太平洋戦争からの復興を目指して1951年に創業したパシフィックコンサルタンツは、高速道路や新幹線を筆頭に、日本全国のあらゆる社会資本整備の計画・設計に関わってきた。地域活性化事業という領域に本格的に取り組むようになったのはこの3−4年のことだ。

「国と地方の借金が1000兆円を超え、地域が人口減や高齢化などの多くの課題に直面している今、社会基盤整備に加えて、すでに存在する地域の人、モノ、施設を経営資源と捉え、地域が成長し続けるモデルをデザインすることが求められています。そこで私たちがスタートしたのが『地域マネジメント事業』です」とパシフィックコンサルタンツ取締役事業マネジメント本部長の重永智之氏は説明する。

地域マネジメント事業では、地域の将来像のデザイン、事業推進に必要な人材・資金確保のサポート、事業実施体制の構築、プロモーション支援などをトータルで提供。具体的には、自然・未利用エネルギーの利活用、農林水産業や観光産業の活性化、コミュニティマネジメント、医療福祉モデルの構築、新交通システム、防災、公共施設の効率的な運営・維持管理などのあらゆる分野において、地域の収益を確保する「仕組み」の提供と、実際の「運営」を行う。まさに地域の総合プロデューサーと言える存在だ。

重永智之 パシフィックコンサルタンツ 取締役事業マネジメント本部長(左)日高正人 同 事業マネジメント本部地域マネジメント戦略部長(右)

計画だけでなく、実行にも責任を持つ

地域のプロデューサーを標榜しコンサルティングを行う企業は多いが、パシフィックコンサルタンツの違いは、「自らがプレイヤーとなり、実際に地域活性化事業を行う」(重永氏)という姿勢にある。

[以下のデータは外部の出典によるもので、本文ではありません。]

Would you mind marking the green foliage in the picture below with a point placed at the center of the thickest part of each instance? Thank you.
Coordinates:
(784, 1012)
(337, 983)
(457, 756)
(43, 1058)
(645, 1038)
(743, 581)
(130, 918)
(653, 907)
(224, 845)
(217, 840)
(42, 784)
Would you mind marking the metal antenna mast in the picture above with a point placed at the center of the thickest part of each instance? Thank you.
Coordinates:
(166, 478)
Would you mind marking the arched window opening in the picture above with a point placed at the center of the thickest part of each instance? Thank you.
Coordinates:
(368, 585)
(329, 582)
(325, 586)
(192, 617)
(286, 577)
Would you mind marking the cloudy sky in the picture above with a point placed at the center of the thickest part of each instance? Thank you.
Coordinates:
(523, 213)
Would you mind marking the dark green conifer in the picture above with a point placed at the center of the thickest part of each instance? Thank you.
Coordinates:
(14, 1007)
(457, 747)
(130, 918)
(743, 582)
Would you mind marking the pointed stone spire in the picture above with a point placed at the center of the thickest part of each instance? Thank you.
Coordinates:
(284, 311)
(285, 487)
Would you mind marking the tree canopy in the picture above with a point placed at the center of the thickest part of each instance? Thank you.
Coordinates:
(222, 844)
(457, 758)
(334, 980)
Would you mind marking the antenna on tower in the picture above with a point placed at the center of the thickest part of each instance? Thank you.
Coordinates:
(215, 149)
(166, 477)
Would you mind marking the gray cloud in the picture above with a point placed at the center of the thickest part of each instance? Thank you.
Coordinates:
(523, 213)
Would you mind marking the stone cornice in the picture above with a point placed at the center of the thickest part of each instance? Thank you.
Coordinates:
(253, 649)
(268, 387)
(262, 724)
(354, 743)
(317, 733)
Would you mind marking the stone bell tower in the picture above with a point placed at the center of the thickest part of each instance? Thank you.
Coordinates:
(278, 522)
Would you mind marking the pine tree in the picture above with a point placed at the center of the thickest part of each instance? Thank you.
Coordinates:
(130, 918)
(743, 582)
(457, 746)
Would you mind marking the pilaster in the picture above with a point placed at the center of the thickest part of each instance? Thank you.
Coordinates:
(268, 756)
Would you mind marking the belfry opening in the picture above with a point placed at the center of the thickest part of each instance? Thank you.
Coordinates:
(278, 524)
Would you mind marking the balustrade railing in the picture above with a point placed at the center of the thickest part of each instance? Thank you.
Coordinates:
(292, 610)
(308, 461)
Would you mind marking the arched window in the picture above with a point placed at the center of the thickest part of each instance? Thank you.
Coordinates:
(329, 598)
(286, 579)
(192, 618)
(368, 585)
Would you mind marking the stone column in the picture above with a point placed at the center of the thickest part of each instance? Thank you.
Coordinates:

例えば、滋賀県では「道の駅せせらぎの里こうら」の指定管理者として、地場農水産品をつかった商品開発を行うなど、施設の集客力アップに取り組んでいる。エネルギー分野では発電子会社が大規模太陽光発電所を2カ所で運営するほか、2015年には電力小売会社を設立。他にも、今年4月には宮城県東松島市に、農水産品や加工品の直販所やベーカリーといった機能を備えた地域活性化施設「Harappa」をオープンする。

現在の地方創生の問題点は、計画や総合戦略づくりが目的化していることにある。「今までのコンサルティング会社は、地域課題やアイデアを提示しても、その解決や実行までは行いませんでした。私たちは地域の真のニーズを満たすために、実行まで責任を持つというスタンスです。そのためにはまず、自分たちで経験してみることが大切。事業が本当に地域のために役立つのか、成功や失敗から学び、ノウハウを地域に還元していきます」と、地域マネジメント戦略部長の日高正人氏は述べる。

もちろん、建設コンサルタントとして60年以上にわたり全国で事業を行ってきた経験や、自治体や地域住民とのコミュニケーション能力も、他社にはない強みである。

地域の収益性を高めるノウハウ

これまで手がけた地域マネジメント事業は全国30件を超える。「各地で行ってきたプロジェクトの成果を、1カ所のエリアごとに集中投下していくのがこれからのフェーズです」と重永氏。

大きな成果を出しているのが、岩手県釜石市のがれき処理プロジェクト。がれき処理という震災の負の遺産を、釜石港と物流産業成長の機会として捉え、地域の経営戦略をつくり、インフラを再整備し、事業誘致を推進。その結果、釜石港のコンテナ取扱量は震災前の20倍に増え、復興のシンボルとなっている。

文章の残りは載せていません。